Friday's better-than-expected second-quarter GDP report is fueling talk about the end of the recession, which may become a self-fulfilling prophecy, says Christopher Rupkey, chief financial economist at Bank of Tokyo-Mitsubishi.

"It's so psychological right now," Rupkey says, joking his old economics professors are junking their regression models in favor of psychology courses. "I don't want to shoot down the V-shaped recovery story because anything can happen and it is self-fulfilling."

Rupkey does believe the recession probably ended in May or June and that third-quarter GDP will be positive, if only because inventories have been slashed so much; because of how GDP is calculated, just a slowing in their rate of decline could add as much as 4% to growth. "We should be 31 days into a positive GDP growth quarter," he says.
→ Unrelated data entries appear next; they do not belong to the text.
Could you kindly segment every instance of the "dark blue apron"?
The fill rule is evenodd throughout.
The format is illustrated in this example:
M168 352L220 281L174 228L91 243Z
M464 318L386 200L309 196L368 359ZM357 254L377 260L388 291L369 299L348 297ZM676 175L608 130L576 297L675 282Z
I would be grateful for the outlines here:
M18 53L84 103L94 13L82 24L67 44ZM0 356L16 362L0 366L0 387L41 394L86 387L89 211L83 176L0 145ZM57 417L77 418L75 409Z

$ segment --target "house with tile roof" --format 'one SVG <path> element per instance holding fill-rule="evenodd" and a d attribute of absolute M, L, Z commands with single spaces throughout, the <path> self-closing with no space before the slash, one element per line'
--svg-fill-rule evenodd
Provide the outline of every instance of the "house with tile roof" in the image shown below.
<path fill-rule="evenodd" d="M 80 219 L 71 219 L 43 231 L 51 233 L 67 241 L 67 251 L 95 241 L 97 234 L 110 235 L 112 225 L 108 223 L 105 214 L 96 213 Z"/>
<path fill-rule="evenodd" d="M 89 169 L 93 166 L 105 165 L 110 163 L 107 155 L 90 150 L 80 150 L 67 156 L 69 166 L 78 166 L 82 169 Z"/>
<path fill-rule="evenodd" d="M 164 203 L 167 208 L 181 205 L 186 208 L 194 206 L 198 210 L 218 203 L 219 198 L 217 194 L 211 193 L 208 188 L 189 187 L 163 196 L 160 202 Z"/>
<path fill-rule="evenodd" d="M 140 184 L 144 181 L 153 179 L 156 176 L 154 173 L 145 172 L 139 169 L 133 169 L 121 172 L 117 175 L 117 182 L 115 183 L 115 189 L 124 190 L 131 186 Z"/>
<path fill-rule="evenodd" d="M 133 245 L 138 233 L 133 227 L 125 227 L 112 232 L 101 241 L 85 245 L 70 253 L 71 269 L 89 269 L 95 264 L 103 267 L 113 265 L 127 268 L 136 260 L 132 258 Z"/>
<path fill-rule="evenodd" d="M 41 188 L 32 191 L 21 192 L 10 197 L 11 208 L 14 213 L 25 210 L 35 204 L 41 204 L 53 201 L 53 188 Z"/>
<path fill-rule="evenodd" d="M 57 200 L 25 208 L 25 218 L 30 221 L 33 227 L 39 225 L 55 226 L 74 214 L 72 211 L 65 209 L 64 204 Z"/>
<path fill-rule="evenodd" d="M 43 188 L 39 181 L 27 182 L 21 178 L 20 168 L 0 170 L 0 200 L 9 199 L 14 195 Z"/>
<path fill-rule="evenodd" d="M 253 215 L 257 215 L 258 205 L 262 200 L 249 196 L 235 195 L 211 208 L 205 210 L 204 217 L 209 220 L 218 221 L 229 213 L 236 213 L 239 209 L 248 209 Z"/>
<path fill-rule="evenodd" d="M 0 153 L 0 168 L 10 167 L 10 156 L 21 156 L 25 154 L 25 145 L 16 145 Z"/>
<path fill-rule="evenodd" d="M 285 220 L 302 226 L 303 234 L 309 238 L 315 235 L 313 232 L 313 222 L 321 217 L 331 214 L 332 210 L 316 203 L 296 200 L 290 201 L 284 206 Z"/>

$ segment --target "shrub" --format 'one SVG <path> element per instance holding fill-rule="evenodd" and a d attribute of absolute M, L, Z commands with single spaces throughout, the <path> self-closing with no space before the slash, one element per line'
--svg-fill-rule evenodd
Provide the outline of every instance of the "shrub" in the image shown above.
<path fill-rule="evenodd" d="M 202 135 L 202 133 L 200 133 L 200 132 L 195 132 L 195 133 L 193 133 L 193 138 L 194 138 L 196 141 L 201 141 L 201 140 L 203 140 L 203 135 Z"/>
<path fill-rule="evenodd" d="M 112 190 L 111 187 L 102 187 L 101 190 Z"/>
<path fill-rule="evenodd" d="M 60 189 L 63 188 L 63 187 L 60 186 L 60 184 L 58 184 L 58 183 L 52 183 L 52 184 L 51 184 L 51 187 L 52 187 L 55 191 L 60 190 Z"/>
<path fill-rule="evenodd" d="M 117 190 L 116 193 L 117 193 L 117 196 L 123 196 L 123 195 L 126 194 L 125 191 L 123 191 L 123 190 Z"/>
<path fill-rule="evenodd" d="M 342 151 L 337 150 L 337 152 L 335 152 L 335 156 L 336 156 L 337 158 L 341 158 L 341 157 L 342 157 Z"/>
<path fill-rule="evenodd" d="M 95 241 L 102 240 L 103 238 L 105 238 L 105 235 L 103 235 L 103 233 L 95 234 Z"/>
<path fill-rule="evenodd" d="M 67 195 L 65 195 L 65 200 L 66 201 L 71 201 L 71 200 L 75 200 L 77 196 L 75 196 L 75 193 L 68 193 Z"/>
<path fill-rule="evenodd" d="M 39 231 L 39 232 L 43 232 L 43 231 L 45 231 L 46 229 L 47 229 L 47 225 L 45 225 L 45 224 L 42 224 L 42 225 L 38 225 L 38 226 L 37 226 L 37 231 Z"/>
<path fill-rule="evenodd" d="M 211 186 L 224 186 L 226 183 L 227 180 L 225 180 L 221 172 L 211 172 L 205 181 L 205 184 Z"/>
More important than GDP is the Fed's industrial production data, which is next reported in Aug. 14, Rupkey says. "The minute that turns up," the recession is over.

But the economist's optimism about the sustainability of the recovery is guarded in part for the same reason he's upbeat about the current quarter.

"In the 1970s and 1980s businesses were flying blind," he recalls. "Now, everyone is pretty much on the same page....and the groupthink at the moment is ‘it's going to be a sluggish recovery'."

That mindset is being fueled, in part, by Ben Bernanke's dour outlook, Rupkey says, suggesting regulators have to walk a fine-line between cheerleading and talking down -- especially in the age of instant information.